Her mother sighed, but quit the topic. She pointed at Cassie’s screen. “Figure out the cyber crime issue. I have a feeling that once that’s out of the way, things with Drew will fall into place naturally.”

Whatever that meant.

The FBI might always get their man, but Cassie couldn’t claim the same. Besides, her mother might be an eminent psychologist, but that distinction had not given her much insight into her own daughter, at least until today. Cassie decided not to bother getting her hopes up where Drew was concerned. The best outcome here was she cleared her name, avoided jail, and never saw Drew Kerrigan again.

Maybe, one day, she’d convince her heart that was best. Until then, she’d let her head do all the talking. Decision made and goal in sight, Cassie tuned out the world and her own thoughts, and put her head down to work her corn nuts off.

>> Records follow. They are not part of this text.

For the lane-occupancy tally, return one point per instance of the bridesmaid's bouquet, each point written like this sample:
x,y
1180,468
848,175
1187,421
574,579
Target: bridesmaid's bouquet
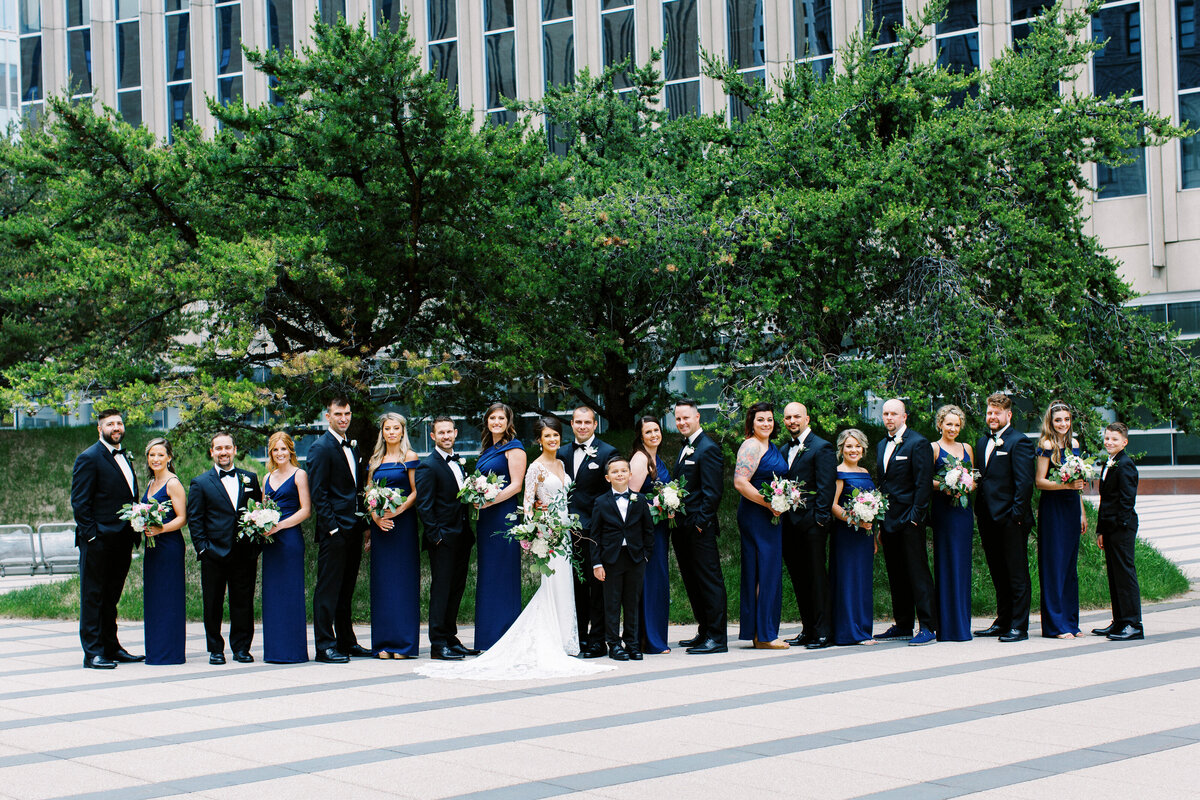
x,y
666,501
957,480
257,519
1077,468
546,533
145,515
783,495
480,488
865,507
381,499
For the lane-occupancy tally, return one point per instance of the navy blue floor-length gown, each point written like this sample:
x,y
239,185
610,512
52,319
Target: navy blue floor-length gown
x,y
162,600
285,611
396,573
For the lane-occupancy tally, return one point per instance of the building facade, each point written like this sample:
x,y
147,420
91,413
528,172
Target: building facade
x,y
155,61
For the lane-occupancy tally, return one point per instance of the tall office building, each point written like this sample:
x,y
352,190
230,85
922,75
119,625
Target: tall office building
x,y
155,60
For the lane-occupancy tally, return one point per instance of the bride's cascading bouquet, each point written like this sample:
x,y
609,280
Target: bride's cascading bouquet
x,y
480,488
864,507
546,533
784,495
145,515
257,519
1077,468
957,480
381,499
666,501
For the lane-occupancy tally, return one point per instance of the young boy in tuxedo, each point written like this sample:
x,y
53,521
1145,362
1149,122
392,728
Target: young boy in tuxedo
x,y
1116,529
622,536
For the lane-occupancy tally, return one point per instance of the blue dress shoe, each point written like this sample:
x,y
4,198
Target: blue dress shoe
x,y
893,635
923,637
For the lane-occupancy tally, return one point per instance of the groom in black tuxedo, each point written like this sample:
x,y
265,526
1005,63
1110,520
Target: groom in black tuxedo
x,y
702,467
810,461
101,482
1005,512
216,499
336,479
583,462
905,463
448,537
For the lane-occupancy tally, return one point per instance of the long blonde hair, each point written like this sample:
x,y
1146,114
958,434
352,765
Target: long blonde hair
x,y
1051,435
382,444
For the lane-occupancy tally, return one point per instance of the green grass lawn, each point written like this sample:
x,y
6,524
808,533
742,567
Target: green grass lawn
x,y
36,488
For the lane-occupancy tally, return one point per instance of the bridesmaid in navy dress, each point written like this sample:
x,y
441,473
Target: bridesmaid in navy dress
x,y
953,533
852,549
285,612
163,564
498,558
394,546
1061,523
762,543
657,587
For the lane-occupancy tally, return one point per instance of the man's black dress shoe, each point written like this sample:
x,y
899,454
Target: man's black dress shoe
x,y
445,654
1127,633
99,662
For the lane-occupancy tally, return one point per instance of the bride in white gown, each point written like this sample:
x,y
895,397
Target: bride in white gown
x,y
545,638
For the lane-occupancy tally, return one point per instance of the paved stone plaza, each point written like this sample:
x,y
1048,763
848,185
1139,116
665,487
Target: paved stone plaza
x,y
1039,719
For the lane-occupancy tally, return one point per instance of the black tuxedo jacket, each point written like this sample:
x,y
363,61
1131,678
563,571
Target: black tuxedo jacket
x,y
589,483
816,467
609,529
1006,482
907,482
703,470
211,521
336,493
1119,494
445,517
99,489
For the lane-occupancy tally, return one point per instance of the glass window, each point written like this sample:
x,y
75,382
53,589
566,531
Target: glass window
x,y
883,16
330,10
617,29
745,26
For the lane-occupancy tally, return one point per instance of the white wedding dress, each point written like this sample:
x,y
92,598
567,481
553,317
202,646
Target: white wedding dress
x,y
544,641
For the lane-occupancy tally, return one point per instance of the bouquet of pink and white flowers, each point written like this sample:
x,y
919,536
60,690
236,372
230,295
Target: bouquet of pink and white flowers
x,y
546,533
480,488
257,519
145,515
958,480
865,507
1077,468
381,498
783,495
666,501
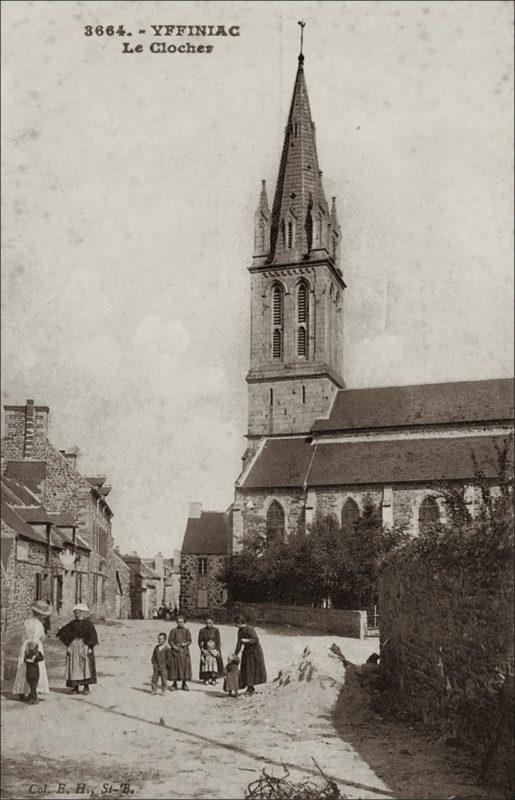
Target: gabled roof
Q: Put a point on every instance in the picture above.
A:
(373, 461)
(18, 525)
(282, 463)
(424, 404)
(209, 534)
(16, 494)
(29, 473)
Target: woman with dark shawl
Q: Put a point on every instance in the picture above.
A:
(252, 669)
(180, 665)
(210, 634)
(80, 637)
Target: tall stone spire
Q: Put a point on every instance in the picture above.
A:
(300, 214)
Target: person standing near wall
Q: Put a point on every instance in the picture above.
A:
(253, 669)
(80, 637)
(33, 631)
(180, 668)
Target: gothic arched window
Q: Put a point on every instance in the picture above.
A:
(302, 319)
(302, 345)
(275, 522)
(277, 321)
(428, 514)
(350, 512)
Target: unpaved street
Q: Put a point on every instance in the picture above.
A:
(203, 744)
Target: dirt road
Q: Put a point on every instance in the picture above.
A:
(202, 744)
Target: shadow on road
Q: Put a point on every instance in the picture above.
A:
(414, 765)
(262, 760)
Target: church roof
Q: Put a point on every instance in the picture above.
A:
(299, 183)
(373, 461)
(209, 534)
(426, 404)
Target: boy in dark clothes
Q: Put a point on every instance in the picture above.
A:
(161, 661)
(232, 674)
(32, 658)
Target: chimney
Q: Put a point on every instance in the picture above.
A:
(159, 565)
(25, 424)
(195, 511)
(71, 457)
(30, 429)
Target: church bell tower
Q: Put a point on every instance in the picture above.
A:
(296, 348)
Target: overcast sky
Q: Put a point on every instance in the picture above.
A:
(129, 189)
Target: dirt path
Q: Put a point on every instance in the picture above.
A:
(203, 744)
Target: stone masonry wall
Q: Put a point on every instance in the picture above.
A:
(341, 622)
(192, 583)
(447, 641)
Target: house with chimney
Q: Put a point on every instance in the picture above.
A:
(53, 477)
(206, 546)
(44, 557)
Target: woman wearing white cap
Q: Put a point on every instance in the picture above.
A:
(80, 637)
(33, 631)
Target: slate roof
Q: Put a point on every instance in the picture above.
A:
(425, 404)
(372, 461)
(29, 473)
(16, 494)
(282, 462)
(18, 525)
(209, 534)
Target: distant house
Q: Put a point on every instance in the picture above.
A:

Almost twenty-four hours, very little sleep, and gallons of coffee later, she had what she needed. Still, she reeled from the shocking discoveries she’d made—vacillating between righteousness at proving herself innocent, fury at how her work had been used, crushing disappointment in someone she’d trusted, and deep sadness at the implications for Data Minds.

Still, the right thing to do was obvious. She ran up to her bedroom and fished out her cell phone, which she’d turned off and tossed in her backpack before hopping on the train to come to her parents’ house.

Checking the number, she hit dial, not sure if she’d get sent to voicemail given how they’d ended things. When a voice answered, she didn’t bother with preliminaries. “I have information you might be interested in hearing.”